Tift Merritt at The Borderline

Tift Merritt
Simon Lynge
The Borderline, 4 July 2011
It's funny, I think I had forgotten just how petite and lovely Tift Merritt is because when she walks on stage I'm surprised at how small and beautiful she is. Wearing tights, black shorts and a sailor-style top, she seems over-dressed for the warm weather but she tells us our London heatwave would be considered mild in her hometown of North Carolina. Tonight she seems more excited than the last the last time I saw her live, filled with a nervous energy that somehow enhances her performance.
One thing though, I must admit I'm a little disappointed that she doesn't play many from her new (and perhaps best) album See You On The Moon but I guess for older fans she plays plenty of old favourites and treats us to several new songs including one she had never played in front of an audience before. It one point she tells us she has strayed so far off her setlist she's decided to abandon it completely and calls for requests. That kind of spontaneity is rare and refreshing.
For some crazy reason it's taken me a long time to really appreciate Tift, seeing her live a couple of years back certainly helped, for one thing it made me realise just how great her voice is. Lately though I've been admiring her songwriting, she's definitely as good as the likes of Ryan Adams even though she's not recognised very often as his equal. Tonight also reveals to me just what a great performer she is, moving in time with her guitar and making full use of the stage between verses, while her voice and expression uncovers someone who is feeling every lyric. There are great renditions of should-be classics like Morning Is My Destination, Stray Paper and Good Hearted Man (the latter performed on the piano, Tift standing and tapping her red-booted foot throughout) but the best moment of the night comes with an audience request, the moving Laid A Highway, with lyrics, mood and emotion worthy of Springsteen at his most tender. There's also a great moment when she takes out her own Googled lyrics, fulfilling a request from the other night when she was supporting Gregg Allman at the Barbican, maybe one of her best songs, Trouble Over Me. She says Allman told her she had a sailor's handshake, "which I took to mean I'm alright" she laughs.
At the end of the show she reveals that next year will be the anniversary of her first ever London show, played right on this very stage. In some ways it's a nice moment but in others you wonder just why Tift hasn't made it to bigger venues, she's certainly beautiful and talented enough. Still, given how good her last album was maybe it could still happen for her and the last song, Virginia, No One Can Warn You, certainly sounds like the performance of a star.
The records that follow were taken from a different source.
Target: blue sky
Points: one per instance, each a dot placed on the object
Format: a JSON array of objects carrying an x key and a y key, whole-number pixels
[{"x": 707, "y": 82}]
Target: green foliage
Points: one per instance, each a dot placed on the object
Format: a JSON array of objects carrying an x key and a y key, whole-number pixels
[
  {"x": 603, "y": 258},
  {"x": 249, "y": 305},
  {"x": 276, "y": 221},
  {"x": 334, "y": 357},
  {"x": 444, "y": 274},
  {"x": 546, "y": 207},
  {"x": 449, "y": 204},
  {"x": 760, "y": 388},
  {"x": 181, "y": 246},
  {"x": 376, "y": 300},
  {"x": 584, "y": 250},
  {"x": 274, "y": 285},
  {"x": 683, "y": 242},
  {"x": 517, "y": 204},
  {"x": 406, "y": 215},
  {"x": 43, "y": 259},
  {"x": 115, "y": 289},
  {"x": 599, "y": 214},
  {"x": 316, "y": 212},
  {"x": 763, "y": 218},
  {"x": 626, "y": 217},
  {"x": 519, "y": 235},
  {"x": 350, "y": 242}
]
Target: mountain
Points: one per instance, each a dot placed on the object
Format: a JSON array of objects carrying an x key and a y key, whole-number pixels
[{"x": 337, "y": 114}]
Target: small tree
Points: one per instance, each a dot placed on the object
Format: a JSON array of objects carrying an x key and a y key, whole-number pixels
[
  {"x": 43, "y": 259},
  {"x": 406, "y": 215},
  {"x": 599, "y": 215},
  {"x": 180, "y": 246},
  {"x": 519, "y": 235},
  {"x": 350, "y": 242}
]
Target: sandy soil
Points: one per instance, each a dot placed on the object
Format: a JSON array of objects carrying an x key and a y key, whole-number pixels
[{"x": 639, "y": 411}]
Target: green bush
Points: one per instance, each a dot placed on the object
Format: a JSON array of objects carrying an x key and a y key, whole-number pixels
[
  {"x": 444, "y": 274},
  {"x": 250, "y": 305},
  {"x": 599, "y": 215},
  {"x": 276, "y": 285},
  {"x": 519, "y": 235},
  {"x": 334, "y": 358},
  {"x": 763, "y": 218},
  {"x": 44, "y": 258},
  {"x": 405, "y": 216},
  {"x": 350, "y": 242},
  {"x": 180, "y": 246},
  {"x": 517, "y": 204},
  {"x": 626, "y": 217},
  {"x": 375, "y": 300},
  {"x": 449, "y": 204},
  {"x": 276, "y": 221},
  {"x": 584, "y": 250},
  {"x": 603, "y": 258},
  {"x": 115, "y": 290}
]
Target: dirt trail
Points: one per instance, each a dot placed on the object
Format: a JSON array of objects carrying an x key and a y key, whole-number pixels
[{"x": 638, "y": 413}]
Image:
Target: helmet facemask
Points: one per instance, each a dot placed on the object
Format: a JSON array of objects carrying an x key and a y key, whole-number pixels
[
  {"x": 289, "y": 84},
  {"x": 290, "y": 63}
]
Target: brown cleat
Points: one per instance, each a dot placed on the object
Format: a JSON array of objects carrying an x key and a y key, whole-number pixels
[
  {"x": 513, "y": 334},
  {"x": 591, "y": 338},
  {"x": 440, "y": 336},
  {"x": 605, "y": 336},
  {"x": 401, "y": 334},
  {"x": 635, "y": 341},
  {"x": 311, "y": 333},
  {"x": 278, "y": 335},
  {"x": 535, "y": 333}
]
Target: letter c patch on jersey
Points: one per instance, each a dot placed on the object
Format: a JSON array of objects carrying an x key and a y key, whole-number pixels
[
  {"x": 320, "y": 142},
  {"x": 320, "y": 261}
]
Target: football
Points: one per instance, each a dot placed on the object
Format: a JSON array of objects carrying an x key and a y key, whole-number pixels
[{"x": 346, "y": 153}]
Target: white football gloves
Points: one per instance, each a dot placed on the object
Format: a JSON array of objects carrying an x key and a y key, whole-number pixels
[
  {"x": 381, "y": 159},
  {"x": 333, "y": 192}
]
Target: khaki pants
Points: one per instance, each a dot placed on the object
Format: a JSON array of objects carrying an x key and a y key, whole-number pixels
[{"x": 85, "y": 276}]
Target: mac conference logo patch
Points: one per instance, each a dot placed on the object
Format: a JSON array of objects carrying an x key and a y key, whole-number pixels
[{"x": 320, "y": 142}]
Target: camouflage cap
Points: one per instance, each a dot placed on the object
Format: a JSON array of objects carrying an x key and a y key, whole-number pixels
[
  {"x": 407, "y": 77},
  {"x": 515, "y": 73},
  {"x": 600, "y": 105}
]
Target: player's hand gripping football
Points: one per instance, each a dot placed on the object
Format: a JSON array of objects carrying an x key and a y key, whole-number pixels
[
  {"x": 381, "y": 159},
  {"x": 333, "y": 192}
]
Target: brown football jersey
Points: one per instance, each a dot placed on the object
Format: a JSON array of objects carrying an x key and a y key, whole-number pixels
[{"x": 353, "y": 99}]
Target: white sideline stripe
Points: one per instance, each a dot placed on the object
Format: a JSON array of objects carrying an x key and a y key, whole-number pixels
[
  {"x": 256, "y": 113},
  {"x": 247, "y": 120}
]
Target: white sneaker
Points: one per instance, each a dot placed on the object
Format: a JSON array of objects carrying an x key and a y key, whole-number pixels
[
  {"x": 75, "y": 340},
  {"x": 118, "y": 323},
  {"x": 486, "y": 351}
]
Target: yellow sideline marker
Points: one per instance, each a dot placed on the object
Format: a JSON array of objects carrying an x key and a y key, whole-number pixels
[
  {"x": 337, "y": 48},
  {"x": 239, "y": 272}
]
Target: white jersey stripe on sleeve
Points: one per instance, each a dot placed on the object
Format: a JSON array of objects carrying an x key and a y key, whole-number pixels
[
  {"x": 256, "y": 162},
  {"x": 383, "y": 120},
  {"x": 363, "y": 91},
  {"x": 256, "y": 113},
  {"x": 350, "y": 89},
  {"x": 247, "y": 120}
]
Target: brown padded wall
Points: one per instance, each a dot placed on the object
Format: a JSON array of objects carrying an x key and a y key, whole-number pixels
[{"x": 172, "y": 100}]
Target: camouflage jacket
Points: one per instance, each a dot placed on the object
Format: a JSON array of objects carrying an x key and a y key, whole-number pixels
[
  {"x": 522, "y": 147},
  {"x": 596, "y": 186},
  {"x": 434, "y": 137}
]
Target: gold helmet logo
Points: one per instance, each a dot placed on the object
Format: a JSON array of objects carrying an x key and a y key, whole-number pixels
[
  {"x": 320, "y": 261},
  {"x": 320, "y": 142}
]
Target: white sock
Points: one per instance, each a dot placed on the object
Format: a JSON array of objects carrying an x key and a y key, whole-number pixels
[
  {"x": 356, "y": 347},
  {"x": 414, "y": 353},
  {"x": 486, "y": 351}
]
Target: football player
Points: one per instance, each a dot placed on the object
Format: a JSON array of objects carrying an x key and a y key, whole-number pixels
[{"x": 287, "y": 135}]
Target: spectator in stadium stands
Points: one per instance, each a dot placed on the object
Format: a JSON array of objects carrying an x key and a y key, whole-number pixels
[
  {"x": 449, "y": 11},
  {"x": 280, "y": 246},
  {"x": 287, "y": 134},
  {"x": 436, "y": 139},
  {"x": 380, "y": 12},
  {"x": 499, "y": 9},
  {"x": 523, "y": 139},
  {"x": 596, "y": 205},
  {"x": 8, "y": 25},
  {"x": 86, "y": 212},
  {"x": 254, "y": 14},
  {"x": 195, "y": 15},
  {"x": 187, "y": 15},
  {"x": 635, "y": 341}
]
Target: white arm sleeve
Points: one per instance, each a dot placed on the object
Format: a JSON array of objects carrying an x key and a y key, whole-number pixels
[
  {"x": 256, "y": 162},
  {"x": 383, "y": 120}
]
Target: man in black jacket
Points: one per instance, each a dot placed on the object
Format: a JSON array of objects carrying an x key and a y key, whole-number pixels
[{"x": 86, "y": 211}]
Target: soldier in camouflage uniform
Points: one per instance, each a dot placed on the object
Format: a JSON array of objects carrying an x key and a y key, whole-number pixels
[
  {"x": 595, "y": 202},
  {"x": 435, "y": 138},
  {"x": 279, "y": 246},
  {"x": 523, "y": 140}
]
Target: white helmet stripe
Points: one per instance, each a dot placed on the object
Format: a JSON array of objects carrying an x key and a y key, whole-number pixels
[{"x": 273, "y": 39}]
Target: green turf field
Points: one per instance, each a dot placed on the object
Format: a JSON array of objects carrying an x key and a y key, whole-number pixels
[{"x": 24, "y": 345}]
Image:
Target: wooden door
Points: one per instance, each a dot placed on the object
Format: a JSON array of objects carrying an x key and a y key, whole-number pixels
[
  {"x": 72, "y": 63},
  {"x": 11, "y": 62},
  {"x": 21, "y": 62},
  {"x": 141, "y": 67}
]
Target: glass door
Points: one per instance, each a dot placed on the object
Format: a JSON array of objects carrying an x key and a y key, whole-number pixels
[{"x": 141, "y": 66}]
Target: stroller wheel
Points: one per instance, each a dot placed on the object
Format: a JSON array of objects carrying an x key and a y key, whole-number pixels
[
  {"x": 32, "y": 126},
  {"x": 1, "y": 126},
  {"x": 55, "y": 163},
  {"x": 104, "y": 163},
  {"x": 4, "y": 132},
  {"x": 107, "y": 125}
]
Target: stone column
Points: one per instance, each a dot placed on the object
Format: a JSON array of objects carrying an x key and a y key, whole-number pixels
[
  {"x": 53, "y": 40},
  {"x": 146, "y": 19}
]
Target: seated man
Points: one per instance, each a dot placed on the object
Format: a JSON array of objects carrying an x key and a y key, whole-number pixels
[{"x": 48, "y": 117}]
As for the support act, after seeing him open for Emmylou Harris last month I was pleased to see Simon Lynge in a more intimate venue this time, although his stories of growing up in Greenland were the same. Still he was warm and funny and his songs are catchy and enjoyable. Plus his cover of Otis Redding's Sitting On The Dock Of The Bay is a joy, surprising given how many times that song has been covered, yet he manages to make it fresh and fun. I certainly wouldn't mind catching Lynge again.